Major Matt Shapiro - Highway Safety Commander at the NH Office of Highway Safety, and Operations Bureau Commander with the NH State Police.
The feeling from law enforcement, if I can generalize, is that most people know it is wrong and are aware of the law. This is thanks to a big education and public outreach campaign. They said the hard work now is in culture change, and getting people to over ride their desire to reach for their phone, which can be strong due to the addictive nature. It's an hour long show, but for those interested in this issue, I thought I'd pass it along.


Second link

In this article from Quartz, the author suggests that the secret to fulfillment is 'serious leisure' (as opposed to hedonic leisure). Judging by the variety of interests on this forum, I'd say many of you fit into this category already, but I thought it was interesting.

https://qz.com/1012585/the-best-week...rrently-doing/

Quote:
According to University of Calgary sociologist Robert Stebbins, most leisure falls into two categories: casual and serious. Casual leisure pursuits are short lived, immediately gratifying, and often passive; they include activities like drinking, online shopping, and the aforementioned binge-watching. These diversions provide instant hedonic pleasure—quite literally, actually, as all these pastimes cause the brain to release dopamine and provide instant soothing comfort. In a culture where many people exist all week in an amped-up, overworked state, casual weekend leisure easily becomes the default for quick decompression.

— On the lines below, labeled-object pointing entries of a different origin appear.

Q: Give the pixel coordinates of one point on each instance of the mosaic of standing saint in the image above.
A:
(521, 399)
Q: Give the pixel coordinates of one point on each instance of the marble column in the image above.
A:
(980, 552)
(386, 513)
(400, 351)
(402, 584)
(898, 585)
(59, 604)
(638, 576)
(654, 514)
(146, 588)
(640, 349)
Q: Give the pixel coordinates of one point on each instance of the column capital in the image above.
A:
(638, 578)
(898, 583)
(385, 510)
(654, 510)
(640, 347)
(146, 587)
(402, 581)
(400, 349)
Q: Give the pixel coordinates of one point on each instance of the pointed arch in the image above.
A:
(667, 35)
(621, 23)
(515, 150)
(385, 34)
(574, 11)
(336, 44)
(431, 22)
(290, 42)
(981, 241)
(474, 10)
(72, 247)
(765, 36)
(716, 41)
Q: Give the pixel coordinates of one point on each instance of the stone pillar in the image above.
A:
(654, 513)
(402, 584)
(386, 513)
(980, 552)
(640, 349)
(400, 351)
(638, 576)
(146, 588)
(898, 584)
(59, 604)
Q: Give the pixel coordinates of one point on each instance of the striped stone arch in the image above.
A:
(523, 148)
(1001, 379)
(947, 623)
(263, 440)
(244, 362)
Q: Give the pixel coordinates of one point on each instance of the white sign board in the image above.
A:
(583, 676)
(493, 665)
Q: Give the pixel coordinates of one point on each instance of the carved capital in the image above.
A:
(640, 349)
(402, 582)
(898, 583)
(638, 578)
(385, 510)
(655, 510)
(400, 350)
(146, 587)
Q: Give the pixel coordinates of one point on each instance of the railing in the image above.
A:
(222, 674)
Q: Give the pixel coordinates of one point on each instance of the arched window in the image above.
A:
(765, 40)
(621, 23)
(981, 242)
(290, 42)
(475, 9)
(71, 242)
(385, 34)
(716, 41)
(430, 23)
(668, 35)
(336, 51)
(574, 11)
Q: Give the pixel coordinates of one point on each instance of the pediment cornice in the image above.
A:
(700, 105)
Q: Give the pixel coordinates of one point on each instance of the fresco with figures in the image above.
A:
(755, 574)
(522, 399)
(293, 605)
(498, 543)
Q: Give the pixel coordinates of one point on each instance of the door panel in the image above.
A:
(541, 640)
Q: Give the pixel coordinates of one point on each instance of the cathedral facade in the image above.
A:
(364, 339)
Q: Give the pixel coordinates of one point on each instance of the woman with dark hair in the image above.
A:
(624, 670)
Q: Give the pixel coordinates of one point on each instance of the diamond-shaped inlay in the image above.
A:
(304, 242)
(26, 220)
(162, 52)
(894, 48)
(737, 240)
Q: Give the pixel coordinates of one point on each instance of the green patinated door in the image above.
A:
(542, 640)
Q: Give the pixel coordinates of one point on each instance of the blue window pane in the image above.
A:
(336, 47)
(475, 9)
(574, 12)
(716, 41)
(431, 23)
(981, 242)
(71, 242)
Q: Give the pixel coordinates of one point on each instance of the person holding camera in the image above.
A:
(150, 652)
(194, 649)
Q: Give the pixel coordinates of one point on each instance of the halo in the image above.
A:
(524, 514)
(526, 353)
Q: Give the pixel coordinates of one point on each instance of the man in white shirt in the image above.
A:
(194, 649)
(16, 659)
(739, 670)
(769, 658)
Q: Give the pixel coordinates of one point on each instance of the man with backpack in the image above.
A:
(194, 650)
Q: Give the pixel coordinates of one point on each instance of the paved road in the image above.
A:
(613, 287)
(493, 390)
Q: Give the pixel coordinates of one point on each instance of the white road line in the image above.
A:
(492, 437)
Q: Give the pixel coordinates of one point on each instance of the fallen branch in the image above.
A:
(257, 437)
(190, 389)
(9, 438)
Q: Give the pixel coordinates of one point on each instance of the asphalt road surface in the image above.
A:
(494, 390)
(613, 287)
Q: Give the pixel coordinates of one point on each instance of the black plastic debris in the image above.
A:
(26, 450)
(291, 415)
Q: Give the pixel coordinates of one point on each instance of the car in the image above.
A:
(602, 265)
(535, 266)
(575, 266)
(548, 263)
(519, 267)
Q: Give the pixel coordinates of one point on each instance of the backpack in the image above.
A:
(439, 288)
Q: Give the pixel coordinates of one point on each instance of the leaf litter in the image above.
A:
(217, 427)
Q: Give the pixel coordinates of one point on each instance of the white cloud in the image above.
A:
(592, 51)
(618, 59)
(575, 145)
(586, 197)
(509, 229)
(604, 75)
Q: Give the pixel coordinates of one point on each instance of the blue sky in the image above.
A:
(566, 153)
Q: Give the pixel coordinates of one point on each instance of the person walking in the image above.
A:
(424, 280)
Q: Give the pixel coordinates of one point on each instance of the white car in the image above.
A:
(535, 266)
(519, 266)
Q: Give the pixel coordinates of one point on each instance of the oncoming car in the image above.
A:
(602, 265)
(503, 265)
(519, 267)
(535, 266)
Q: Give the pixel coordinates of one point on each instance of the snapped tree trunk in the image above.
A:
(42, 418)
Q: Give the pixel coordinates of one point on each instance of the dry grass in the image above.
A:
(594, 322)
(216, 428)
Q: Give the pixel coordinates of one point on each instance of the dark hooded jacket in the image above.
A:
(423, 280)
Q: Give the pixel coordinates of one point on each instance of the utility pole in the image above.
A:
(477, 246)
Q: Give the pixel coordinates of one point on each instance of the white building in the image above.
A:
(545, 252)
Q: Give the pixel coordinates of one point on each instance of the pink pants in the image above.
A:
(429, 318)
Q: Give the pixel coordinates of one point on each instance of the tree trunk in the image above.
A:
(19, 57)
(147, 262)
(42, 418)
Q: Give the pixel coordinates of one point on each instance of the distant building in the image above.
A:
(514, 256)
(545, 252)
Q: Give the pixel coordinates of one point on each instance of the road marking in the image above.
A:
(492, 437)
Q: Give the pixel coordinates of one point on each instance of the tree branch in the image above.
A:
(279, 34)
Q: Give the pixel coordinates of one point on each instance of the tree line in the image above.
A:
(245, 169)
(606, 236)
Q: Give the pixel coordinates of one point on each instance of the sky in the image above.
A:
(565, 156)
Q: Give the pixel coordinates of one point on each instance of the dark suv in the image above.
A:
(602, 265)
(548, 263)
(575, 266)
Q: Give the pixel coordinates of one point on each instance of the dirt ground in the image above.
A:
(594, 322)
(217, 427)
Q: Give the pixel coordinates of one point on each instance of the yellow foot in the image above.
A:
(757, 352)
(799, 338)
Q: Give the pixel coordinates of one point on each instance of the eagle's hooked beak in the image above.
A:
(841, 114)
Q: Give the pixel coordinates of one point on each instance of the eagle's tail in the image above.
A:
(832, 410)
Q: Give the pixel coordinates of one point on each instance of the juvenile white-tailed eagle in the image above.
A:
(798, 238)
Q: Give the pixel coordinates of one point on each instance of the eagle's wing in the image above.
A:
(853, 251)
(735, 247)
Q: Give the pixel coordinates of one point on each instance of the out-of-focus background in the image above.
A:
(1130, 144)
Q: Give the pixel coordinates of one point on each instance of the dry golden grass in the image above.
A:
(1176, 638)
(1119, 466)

If we’re not very good at leisure, it’s probably because we’re too good at work. But serious leisure is a far more beneficial pursuit. Serious leisure activities provide deeper fulfillment, and—to invoke a fuzzy ’70s word—“self-actualization.” Self-actualization is the pinnacle of human development, according to humanist psychologist Abraham Maslow, who describes it as “the desire to become more and more what one is, to become everything that one is capable of becoming.” In other words, getting self-actualized is the whole point of life, and passive, hedonistic leisure (fun and occasionally necessary as it might be) won’t get you there.

Instead, the weekend goal should be “eudaimonic” happiness, which is a sense of well-being that arises from meaningful, challenging activities that cause you to grow as a person. This means spending the weekend on serious leisure activities that require the regular refinement of skills: your barbershop-quartet singing, your stamp collecting, or slightly less dorky, but still equally in-depth, projects. You pursue serious leisure with the earnest tenor of a professional, even if the pursuit is amateur.

If we’re not very good at leisure, it’s probably because we’re too good at work. In his famous essay “In Praise of Idleness,” published in 1932, Bertrand Russell bemoaned the quality of leisure in an increasingly mechanized world:

“There was formerly a capacity for light-heartedness and play which has been to some extent inhibited by the cult of efficiency…The pleasures of urban populations have become mainly passive: seeing cinemas, watching football matches, listening to the radio, and so on. This results from the fact that their active energies are fully taken up with work; if they had more leisure, they would again enjoy pleasures in which they took an active part.”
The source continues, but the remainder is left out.